Their favorite way to show love is by spending quality time together and being thoughtful of one another's needs.
7. The Gift of Two Rainbow Babies
Tessie's road to motherhood was harder than she could have imagined. After experiencing three miscarriages, she and her husband weren't sure if they could bear the pain of trying any more.
In Tessie's words:
"My road to motherhood was not what I had imagined. My first two pregnancies ended in miscarriages. I then went on to have Zayden(7) and Zalia (6). When we were ready for baby number three, we suffered another miscarriage.
My husband and I debated being done having children after the 3rd miscarriage. It was like ripping the scab off of an old wound every time, and I didn’t know if I could keep putting myself through the pain. After debating for a year or so, we went for one more.

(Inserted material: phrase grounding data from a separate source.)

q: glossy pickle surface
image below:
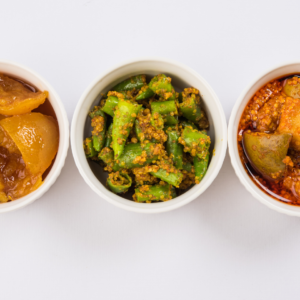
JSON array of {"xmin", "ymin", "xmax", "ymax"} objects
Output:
[{"xmin": 0, "ymin": 74, "xmax": 59, "ymax": 203}]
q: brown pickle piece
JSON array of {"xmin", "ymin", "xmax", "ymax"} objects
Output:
[
  {"xmin": 284, "ymin": 77, "xmax": 300, "ymax": 99},
  {"xmin": 256, "ymin": 95, "xmax": 284, "ymax": 133},
  {"xmin": 243, "ymin": 131, "xmax": 292, "ymax": 181},
  {"xmin": 0, "ymin": 124, "xmax": 21, "ymax": 155},
  {"xmin": 0, "ymin": 74, "xmax": 47, "ymax": 115},
  {"xmin": 0, "ymin": 146, "xmax": 42, "ymax": 200},
  {"xmin": 277, "ymin": 97, "xmax": 300, "ymax": 150},
  {"xmin": 239, "ymin": 80, "xmax": 282, "ymax": 132},
  {"xmin": 0, "ymin": 113, "xmax": 59, "ymax": 175}
]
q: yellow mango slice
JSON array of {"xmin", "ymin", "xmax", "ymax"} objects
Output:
[
  {"xmin": 0, "ymin": 74, "xmax": 48, "ymax": 115},
  {"xmin": 0, "ymin": 123, "xmax": 21, "ymax": 155},
  {"xmin": 0, "ymin": 113, "xmax": 59, "ymax": 175}
]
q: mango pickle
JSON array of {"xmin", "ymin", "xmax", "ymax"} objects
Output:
[
  {"xmin": 238, "ymin": 75, "xmax": 300, "ymax": 206},
  {"xmin": 243, "ymin": 131, "xmax": 291, "ymax": 181},
  {"xmin": 0, "ymin": 74, "xmax": 59, "ymax": 202},
  {"xmin": 284, "ymin": 77, "xmax": 300, "ymax": 99},
  {"xmin": 0, "ymin": 74, "xmax": 47, "ymax": 115}
]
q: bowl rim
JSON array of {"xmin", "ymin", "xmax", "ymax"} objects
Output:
[
  {"xmin": 228, "ymin": 60, "xmax": 300, "ymax": 217},
  {"xmin": 0, "ymin": 59, "xmax": 69, "ymax": 213},
  {"xmin": 71, "ymin": 56, "xmax": 228, "ymax": 213}
]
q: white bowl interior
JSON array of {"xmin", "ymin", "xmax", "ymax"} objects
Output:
[
  {"xmin": 229, "ymin": 62, "xmax": 300, "ymax": 216},
  {"xmin": 72, "ymin": 59, "xmax": 227, "ymax": 213},
  {"xmin": 0, "ymin": 61, "xmax": 69, "ymax": 213}
]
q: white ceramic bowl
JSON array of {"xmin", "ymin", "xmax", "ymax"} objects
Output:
[
  {"xmin": 229, "ymin": 61, "xmax": 300, "ymax": 217},
  {"xmin": 71, "ymin": 57, "xmax": 227, "ymax": 213},
  {"xmin": 0, "ymin": 60, "xmax": 69, "ymax": 213}
]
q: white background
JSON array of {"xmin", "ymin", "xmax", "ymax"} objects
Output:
[{"xmin": 1, "ymin": 0, "xmax": 300, "ymax": 299}]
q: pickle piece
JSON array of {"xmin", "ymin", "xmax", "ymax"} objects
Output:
[
  {"xmin": 0, "ymin": 74, "xmax": 47, "ymax": 115},
  {"xmin": 149, "ymin": 74, "xmax": 176, "ymax": 100},
  {"xmin": 277, "ymin": 96, "xmax": 300, "ymax": 151},
  {"xmin": 243, "ymin": 131, "xmax": 292, "ymax": 181},
  {"xmin": 0, "ymin": 113, "xmax": 59, "ymax": 175},
  {"xmin": 107, "ymin": 171, "xmax": 132, "ymax": 194},
  {"xmin": 256, "ymin": 96, "xmax": 283, "ymax": 133},
  {"xmin": 284, "ymin": 77, "xmax": 300, "ymax": 99}
]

We had an early ultrasound done due to my history. The tech put the probe on my belly, and I immediately saw it...there were two babies! After getting over the shock, I realized how special it was to be gifted two rainbow babies!"
"My babies are my greatest joy but almost my biggest stress. Being a full-time working mom of 4 little ones is exhausting but I think it makes me a better mom.
I need my own purpose and my own self-identity and having a career provides me with some of those things.
I often refer to my days at work in the ED as my days “off”. I actually get to pee there with no one staring a me!"